Options_and_Arguments


Options to vcfMerger2.py

required arguments:

--vcfs VCFS List of vcfs file delimited by DELIM character; default DELIM is "|" (piped character) ; if needed re- assign DELIM using --delim option; The PATH to the VCFs can be relative or absolute.

--toolnames TOOLNAMES List of vcfs file delimited by DELIM character; default DELIM is pipe unless --delim option is used using --delim option

-g REFGENOME, --refgenome REFGENOME reference genome .fa and its .fai index are used with bcftools norm; must match reference used for alignment.

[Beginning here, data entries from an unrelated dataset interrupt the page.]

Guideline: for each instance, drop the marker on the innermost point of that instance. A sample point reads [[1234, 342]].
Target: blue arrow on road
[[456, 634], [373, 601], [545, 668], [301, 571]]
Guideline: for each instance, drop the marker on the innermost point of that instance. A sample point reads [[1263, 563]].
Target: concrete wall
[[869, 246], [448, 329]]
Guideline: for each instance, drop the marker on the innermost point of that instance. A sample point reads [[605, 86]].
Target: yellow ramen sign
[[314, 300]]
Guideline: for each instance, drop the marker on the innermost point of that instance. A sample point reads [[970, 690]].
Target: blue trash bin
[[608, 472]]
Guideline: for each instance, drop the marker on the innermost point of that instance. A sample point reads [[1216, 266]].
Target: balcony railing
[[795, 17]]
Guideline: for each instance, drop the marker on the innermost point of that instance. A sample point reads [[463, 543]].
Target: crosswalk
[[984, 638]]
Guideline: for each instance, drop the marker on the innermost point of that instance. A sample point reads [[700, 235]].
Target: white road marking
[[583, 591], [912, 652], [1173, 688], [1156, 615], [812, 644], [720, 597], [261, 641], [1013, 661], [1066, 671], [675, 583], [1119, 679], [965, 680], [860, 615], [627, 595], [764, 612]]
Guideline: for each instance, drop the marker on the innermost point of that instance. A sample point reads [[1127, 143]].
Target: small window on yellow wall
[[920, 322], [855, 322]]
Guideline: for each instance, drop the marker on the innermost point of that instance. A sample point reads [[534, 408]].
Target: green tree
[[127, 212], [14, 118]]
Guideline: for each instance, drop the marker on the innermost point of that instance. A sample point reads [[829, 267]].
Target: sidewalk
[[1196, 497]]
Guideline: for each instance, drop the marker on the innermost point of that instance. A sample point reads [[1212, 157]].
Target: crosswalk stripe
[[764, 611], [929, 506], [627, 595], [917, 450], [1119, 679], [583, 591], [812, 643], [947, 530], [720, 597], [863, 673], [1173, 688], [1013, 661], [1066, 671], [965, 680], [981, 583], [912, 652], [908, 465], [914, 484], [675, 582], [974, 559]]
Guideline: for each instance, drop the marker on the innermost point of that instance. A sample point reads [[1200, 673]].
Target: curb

--dict dictionary file of the reference genome fasta file generated by the tool 'picard'. This file has usually the extension .dict. This is used to sort properly the contigs in both the header and the data section of the vcf file.

--prep-outfilenames PREP_OUTFILENAMES delim-separated names to the tool-specific prepared vcf files; Important: This option is Mandatory ONLY and ONLY if the inputs vcfs are "RAW" vcfs. The PATH to the VCFs can be relative or absolute. If only the name is given, the vcf will be written in either the current working directory or in the directory defined using the option -d. See Example_1 and see QuickStart section.

-o MERGED_VCF_OUTFILENAME, --merged-vcf-outfilename MERGED_VCF_OUTFILENAME outfilename for the merge vcf (path can be relative or absolute; if name only, merged file will be written in working directory)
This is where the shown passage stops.